似乎注意到朱兆庭的目光,淨街一臉和善的雙手合十,衝著他點頭一笑,看上去頗有一股人畜無害的味道。
“……”
朱兆庭的嘴角不由的暗中抽搐。
為人純善,佛性深厚?
汙名所累,敢作敢為?
他前腳搶了應天觀,後腳就風輕雲淡,狀若無事的前來投靠本太子,還真是敢作敢為啊!
不過,朱兆庭並未發作。
而是在快速的思考著對方投靠自己的利弊!
論實力,淨街絕對是有的,若是加入自己麾下,必將使自己的力量大大提升,並且,在某種程度上也可製衡了凡!

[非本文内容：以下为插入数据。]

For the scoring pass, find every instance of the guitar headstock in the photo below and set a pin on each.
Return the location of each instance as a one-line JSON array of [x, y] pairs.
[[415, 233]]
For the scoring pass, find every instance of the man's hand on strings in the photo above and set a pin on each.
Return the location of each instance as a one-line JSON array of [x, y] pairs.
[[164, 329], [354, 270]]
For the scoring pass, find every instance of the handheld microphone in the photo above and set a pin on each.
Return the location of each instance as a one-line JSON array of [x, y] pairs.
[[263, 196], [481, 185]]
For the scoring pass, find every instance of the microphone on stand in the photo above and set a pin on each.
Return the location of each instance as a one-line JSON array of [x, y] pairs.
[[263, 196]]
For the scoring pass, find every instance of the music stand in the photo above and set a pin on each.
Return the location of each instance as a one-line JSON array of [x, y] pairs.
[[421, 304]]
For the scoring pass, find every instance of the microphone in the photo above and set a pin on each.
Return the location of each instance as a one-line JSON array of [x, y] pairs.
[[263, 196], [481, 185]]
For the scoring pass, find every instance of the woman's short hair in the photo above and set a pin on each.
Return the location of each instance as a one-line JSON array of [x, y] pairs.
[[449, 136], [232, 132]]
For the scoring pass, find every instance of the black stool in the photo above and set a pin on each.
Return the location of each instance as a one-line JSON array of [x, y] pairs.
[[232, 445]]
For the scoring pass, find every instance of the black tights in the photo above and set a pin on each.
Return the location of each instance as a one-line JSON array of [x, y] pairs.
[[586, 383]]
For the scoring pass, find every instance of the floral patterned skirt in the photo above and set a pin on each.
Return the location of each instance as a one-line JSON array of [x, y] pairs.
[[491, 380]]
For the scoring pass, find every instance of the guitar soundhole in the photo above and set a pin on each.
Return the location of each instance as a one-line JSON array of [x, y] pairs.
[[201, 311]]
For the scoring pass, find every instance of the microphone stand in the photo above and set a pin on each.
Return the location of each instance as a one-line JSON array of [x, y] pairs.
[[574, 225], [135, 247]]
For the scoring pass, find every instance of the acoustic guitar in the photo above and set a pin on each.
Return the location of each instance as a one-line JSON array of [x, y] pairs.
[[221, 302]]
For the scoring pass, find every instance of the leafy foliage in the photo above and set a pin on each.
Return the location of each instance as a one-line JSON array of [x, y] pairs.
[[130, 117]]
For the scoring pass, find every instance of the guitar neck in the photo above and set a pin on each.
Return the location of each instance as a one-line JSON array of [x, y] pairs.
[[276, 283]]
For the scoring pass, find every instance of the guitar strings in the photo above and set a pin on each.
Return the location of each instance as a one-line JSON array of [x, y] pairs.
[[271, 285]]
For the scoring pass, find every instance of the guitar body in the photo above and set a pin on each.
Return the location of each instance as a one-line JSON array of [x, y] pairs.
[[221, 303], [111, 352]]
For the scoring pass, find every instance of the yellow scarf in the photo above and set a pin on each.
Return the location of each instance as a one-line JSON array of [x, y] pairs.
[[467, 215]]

畢竟,現在了凡底下僧侶人多勢眾,絕不可令之一家獨大。
弊端就是淨街的名聲。
尤其是他剛剛還公然洗劫了應天觀!
儘管據應天觀觀主淩霄子稱,此人隻是謀害了道觀一眾弟子,以及丹脈的一名祖師,可定壽天丹卻無損!
此舉明顯是留了分寸。
“如此看來風險尚屬可控,若是收歸麾下,倒也未嘗不可!”
朱兆庭思量片刻,終有了決定。
太和殿。
楊凡已經遞上了折子,正在慷慨陳詞。
“陛下,淨街此人之猖狂,簡直天理難容!”
“如今各方目光皆在朝廷身上,若是不將其徹底鎮壓,難保一些人不會心生僥幸,認為自持武力,便可無視朝廷存在!”
“此外,東廠這次行事頗為不力,竟連京畿之地也無法肅清,才致使此輩的存在!”
楊凡一臉鄭重的說道,“臣願請旨,親手緝拿鎮壓淨街此獠,以儆效尤,威懾四方!”
朱高焬垂首看著楊凡,淡淡說道:“吞界一事關乎重大,楊卿你還需鎮壓幽州,穩定方山外民,神都一事自會有人解決,就不須你出手了!”
“是,陛下!”
楊凡聞言,麵露遺憾。
不過,他也不強求,又稟告了一些關於方山古界的事情,這才告退而去。
可是,他剛一出去,在殿內柱子後麵卻連滾帶爬的出來一人。
“陛下,此子包藏禍心,之前還曾關押過淨街,卻又故意縱放!如今應天觀一事沒準就是他暗中指使的,刻意來報複老奴啊!”
那人抬起頭,聲淚俱下,赫然是東廠廠督賈時安!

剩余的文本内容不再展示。